Genco also locked away three ultramaxes on two-year charters that previously had been hard to find in the dry bulk sector, lending further support to the dividend-payout plan through predictable income streams. And the Manhattan-based owner is forging a new joint venture with The Synergy Group for technical management of the fleet, serving withdrawal notices to current managers Anglo-Eastern and Wallem Shipmanagement.
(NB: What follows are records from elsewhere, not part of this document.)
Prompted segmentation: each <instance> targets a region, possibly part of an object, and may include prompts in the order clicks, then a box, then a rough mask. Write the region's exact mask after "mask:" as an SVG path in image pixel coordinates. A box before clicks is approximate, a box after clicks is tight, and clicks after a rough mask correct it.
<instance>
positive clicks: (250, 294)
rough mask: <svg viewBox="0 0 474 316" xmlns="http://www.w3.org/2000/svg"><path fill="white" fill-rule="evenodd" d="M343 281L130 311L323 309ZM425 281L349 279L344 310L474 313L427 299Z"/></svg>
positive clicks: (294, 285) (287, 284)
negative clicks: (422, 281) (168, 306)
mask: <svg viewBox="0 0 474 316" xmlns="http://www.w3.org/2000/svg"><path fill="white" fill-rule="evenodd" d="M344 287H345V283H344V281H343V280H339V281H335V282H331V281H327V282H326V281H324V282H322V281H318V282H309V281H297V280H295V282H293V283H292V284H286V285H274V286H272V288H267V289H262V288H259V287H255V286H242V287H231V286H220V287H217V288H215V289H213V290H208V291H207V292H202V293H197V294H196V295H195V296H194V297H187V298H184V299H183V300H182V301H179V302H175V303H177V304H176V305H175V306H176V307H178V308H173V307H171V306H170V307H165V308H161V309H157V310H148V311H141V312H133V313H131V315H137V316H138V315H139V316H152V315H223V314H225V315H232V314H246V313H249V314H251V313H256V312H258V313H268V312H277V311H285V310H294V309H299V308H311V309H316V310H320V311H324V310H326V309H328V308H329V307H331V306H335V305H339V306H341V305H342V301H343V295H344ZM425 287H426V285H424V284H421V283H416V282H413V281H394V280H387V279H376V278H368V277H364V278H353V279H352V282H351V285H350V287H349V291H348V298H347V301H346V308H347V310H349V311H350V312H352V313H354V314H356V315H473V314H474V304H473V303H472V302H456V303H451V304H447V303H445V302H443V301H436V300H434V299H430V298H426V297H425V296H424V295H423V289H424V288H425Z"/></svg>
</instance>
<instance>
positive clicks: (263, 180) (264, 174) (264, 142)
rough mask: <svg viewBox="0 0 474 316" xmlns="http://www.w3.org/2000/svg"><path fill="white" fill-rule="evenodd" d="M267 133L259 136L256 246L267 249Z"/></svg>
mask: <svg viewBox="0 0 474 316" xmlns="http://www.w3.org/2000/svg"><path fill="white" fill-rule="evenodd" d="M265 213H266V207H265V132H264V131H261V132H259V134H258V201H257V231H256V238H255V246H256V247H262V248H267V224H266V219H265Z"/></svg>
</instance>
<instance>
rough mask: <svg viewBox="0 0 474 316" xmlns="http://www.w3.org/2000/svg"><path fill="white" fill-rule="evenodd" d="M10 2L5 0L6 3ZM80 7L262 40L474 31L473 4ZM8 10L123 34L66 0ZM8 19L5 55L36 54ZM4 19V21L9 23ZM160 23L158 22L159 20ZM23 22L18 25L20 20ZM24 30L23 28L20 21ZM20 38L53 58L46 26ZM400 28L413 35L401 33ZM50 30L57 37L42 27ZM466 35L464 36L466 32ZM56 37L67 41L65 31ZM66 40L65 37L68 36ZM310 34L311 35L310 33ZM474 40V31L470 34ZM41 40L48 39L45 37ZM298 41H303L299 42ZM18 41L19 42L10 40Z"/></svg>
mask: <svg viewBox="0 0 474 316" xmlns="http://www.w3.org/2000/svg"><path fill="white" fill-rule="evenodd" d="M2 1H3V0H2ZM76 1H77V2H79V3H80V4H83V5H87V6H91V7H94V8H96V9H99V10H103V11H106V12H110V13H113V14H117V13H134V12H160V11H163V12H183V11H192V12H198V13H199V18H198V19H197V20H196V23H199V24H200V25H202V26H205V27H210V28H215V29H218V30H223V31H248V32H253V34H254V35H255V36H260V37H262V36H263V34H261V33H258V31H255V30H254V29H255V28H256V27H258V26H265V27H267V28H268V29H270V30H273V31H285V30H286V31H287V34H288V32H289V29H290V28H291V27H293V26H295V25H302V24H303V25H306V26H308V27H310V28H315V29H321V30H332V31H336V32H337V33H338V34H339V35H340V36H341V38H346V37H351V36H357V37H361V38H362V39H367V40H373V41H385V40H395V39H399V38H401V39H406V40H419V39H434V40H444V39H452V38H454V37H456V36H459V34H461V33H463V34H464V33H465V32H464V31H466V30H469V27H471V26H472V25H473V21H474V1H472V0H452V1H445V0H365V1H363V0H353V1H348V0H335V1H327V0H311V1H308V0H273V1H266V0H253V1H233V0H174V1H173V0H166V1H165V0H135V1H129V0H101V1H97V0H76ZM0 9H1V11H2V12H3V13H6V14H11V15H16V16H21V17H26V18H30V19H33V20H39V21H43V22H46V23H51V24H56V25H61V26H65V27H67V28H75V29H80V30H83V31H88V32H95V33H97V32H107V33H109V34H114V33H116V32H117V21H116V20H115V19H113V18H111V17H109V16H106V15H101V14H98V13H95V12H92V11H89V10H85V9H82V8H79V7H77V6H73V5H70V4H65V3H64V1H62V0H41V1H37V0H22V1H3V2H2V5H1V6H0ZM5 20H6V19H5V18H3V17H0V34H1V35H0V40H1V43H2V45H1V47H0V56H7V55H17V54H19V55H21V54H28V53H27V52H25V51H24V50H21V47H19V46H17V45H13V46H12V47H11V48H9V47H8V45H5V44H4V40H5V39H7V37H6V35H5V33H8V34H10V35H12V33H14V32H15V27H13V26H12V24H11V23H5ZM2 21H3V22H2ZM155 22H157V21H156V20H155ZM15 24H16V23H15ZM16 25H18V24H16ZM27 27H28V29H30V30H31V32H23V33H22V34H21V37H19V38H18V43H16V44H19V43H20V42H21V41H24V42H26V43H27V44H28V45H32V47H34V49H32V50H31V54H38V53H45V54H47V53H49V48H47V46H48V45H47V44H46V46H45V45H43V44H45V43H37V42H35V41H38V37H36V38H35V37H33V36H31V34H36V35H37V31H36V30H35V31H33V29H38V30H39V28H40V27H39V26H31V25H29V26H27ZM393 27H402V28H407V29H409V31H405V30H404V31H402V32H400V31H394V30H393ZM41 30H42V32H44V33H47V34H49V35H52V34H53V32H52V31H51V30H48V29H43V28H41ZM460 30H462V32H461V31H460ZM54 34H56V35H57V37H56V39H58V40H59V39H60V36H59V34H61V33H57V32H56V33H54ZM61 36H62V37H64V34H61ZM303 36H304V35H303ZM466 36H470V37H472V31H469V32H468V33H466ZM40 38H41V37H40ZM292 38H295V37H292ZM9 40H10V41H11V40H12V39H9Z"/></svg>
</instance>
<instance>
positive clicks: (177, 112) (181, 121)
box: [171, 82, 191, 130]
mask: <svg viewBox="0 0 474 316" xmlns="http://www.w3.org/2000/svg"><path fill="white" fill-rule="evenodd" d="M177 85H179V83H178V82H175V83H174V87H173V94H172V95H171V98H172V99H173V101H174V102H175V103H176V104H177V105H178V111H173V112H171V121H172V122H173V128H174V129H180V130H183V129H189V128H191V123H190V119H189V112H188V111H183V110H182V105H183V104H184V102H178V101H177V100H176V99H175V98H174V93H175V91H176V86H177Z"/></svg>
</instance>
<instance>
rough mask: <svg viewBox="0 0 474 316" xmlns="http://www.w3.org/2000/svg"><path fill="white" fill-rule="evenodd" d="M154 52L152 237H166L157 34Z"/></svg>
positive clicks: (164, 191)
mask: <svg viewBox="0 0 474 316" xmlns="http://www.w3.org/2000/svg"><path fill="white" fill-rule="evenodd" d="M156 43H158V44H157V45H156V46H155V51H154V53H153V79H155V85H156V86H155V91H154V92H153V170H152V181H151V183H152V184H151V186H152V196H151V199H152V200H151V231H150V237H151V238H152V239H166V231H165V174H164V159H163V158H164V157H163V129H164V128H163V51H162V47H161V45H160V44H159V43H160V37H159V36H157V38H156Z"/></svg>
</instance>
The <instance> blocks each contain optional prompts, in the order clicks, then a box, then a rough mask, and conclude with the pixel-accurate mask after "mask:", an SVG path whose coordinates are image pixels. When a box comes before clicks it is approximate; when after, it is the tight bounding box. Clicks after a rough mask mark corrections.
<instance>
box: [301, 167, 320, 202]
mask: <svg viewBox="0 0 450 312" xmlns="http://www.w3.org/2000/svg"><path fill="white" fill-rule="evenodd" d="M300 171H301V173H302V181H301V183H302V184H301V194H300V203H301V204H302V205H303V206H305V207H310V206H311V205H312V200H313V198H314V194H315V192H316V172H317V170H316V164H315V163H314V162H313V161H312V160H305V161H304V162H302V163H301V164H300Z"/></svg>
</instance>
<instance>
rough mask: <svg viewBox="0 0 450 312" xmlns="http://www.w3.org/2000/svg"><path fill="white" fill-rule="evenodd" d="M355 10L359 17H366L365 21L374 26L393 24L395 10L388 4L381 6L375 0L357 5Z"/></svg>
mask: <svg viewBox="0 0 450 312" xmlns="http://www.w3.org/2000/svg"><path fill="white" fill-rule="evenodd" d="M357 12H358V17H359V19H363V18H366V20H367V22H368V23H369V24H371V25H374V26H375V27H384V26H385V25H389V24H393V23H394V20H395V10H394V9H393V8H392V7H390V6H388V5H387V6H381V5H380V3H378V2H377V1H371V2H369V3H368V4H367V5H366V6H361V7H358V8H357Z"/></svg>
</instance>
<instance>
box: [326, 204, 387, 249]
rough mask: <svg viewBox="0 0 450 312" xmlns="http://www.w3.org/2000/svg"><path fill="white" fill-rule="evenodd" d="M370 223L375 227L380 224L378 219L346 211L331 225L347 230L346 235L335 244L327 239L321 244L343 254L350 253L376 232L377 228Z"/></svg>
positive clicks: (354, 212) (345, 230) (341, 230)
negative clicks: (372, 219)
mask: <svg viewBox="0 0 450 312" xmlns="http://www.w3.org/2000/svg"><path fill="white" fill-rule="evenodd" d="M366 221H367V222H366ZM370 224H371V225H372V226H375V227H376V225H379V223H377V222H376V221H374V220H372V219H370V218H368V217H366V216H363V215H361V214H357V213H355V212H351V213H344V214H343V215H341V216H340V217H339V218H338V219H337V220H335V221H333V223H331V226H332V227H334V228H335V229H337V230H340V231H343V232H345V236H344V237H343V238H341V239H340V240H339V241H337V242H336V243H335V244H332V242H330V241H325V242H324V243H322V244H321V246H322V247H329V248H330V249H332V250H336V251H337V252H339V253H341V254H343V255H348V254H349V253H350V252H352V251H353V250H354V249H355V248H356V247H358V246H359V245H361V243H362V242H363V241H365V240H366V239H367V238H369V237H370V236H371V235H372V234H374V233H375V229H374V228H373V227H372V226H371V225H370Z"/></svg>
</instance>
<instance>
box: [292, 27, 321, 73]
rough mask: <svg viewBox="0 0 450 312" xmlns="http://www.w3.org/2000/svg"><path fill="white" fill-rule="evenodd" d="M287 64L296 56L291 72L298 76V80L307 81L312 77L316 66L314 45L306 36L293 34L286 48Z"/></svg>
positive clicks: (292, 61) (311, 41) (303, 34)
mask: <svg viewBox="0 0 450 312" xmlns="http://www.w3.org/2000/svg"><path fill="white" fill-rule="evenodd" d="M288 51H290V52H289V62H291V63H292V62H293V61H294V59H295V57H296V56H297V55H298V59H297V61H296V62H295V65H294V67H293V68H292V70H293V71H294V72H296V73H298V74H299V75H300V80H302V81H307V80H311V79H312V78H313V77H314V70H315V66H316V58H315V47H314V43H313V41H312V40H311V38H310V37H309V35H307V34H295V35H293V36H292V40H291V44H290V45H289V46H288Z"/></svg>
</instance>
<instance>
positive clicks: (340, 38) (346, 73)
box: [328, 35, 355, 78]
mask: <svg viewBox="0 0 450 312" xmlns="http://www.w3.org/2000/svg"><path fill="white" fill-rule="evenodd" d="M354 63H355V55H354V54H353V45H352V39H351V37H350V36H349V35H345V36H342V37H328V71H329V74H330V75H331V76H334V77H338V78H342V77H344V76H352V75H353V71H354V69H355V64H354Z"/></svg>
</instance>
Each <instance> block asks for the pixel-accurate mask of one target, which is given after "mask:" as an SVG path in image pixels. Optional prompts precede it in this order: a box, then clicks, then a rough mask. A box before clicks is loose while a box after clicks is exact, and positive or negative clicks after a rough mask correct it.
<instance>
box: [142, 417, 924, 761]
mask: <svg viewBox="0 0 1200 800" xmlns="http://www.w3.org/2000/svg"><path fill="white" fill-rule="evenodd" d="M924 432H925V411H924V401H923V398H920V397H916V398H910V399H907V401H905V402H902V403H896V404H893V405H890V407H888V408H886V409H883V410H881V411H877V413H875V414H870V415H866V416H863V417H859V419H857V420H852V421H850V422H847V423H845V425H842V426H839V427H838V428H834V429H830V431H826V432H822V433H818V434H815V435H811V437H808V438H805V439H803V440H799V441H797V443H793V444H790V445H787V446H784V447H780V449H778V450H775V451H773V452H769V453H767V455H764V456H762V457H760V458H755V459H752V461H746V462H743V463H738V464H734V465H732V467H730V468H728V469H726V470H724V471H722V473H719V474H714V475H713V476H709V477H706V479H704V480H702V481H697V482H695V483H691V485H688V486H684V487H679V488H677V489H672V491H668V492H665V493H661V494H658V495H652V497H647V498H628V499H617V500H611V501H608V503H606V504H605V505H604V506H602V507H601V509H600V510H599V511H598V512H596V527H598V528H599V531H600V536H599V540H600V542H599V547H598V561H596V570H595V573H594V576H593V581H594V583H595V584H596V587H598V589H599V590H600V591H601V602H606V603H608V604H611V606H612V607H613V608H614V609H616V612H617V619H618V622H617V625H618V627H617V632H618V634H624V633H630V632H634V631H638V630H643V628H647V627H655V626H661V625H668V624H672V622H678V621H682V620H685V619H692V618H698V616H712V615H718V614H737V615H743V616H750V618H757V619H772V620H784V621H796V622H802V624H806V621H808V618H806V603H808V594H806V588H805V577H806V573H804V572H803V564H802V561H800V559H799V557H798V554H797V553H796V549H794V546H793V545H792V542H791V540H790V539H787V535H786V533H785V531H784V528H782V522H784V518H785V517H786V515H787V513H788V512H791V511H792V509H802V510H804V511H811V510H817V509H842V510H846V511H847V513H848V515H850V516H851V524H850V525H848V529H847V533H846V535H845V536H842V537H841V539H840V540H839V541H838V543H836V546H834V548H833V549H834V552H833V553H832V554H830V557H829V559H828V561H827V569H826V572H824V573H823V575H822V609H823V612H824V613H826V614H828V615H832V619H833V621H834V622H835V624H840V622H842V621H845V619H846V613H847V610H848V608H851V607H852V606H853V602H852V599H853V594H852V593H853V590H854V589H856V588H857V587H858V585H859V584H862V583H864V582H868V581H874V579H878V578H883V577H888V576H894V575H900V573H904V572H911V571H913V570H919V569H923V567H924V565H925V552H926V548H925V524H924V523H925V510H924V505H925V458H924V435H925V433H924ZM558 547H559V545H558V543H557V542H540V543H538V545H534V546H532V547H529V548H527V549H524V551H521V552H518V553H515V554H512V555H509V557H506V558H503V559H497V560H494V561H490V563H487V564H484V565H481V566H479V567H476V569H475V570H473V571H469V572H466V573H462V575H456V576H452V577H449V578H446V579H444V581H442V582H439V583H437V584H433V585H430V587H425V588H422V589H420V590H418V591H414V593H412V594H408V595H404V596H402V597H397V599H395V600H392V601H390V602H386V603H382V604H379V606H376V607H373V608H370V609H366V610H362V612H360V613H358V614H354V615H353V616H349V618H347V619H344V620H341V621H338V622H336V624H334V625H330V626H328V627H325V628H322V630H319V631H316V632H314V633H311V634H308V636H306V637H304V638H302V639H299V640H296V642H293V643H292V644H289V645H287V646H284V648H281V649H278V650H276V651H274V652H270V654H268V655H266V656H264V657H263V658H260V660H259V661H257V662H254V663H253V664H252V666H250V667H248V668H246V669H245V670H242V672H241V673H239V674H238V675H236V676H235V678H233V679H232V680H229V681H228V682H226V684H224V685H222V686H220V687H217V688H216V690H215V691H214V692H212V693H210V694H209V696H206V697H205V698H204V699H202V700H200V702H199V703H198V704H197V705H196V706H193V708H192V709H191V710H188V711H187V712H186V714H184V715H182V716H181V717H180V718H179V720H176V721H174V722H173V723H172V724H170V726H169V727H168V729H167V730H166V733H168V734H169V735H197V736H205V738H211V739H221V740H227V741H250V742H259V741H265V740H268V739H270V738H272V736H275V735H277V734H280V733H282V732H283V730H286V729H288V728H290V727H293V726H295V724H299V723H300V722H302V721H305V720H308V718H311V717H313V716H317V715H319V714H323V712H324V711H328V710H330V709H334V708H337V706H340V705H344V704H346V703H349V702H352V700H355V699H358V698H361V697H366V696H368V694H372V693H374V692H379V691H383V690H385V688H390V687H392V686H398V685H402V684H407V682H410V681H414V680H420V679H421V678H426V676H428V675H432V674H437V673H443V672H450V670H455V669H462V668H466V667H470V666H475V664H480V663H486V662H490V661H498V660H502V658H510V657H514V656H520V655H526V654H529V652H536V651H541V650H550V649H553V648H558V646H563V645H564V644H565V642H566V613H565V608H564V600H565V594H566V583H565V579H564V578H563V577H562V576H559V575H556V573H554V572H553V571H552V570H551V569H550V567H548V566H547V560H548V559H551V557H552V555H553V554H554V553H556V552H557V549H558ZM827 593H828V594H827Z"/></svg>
The action-packed quarter saw Genco record net income of $32m, or $0.76 per share, just a penny shy of the consensus estimate of Wall Street analysts. This reversed a net loss of $18.2m or $0.43 per share from the second quarter of 2020, as revenue climbed to $121m from $74.2m. Genco’s best quarter in 11 years has been followed by even stronger fixtures in the current quarter. Second-quarter time charter equivalent (TCE) rates were up 73% from the first quarter but have increased a further 31% in third-quarter bookings to date. Capesize rates were $23,760 for the first quarter but $31,304 with 66% of days booked in the current quarter. Ultramax and supramax averages of $19,215 jumped to $25,273 with 75% of days booked.
In addition, Genco appear to confirm a TradeWinds report from July that it had acquired three Navigare Capital Markets secondhand ultramaxes. TradeWinds reported Genco had paid around $72m for the Chinese-built trio: the 63,000-dwt Navigare Bellus, Navigare Beatus (both built 2017) and the Navigare Bonitas (built 2014). They have been renamed Genco Madeleine, Genco Constellation and Genco Mayflower.
In its headline refinancing, Genco said it will retire existing credit facilities of $495m and $113m. The new facility will feature a 5-year term loan of $150m and a revolving credit facility of up to $300m. Pricing is between Libor plus 215 basis points and 275 basis points with no restrictions on dividends. Lenders were not identified.
“The foundation of our value strategy, which was announced in April, is our strong balance sheet and capital structure. Our recently agreed upon global credit facility refinancing further enhances Genco’s capital structure, providing additional flexibility, reducing our cash flow breakeven rates to industry lows, and supporting sustainability of quarterly dividends through diverse market environments,’ Wobensmith said in an earnings statement. “Additionally, we continued to opportunistically expand our fleet at a unique point in the cycle, seeking to capture the disconnect between decade high freight rates and asset values that have yet to catch up, which has resulted in compelling return on capital opportunities.”
On the charter front, the owner has fixed two vessels for between 20 and 23 months. These are the 63,400-dwt Genco Freedom (built 2015) at $23,375 per day and 63,500-dwt Baltic Hornet (built 2014) at $24,000 per day. It also fixed 63,300-dwt Baltic Wasp (built 2015) between 23 and 25 months at $25,500 per day.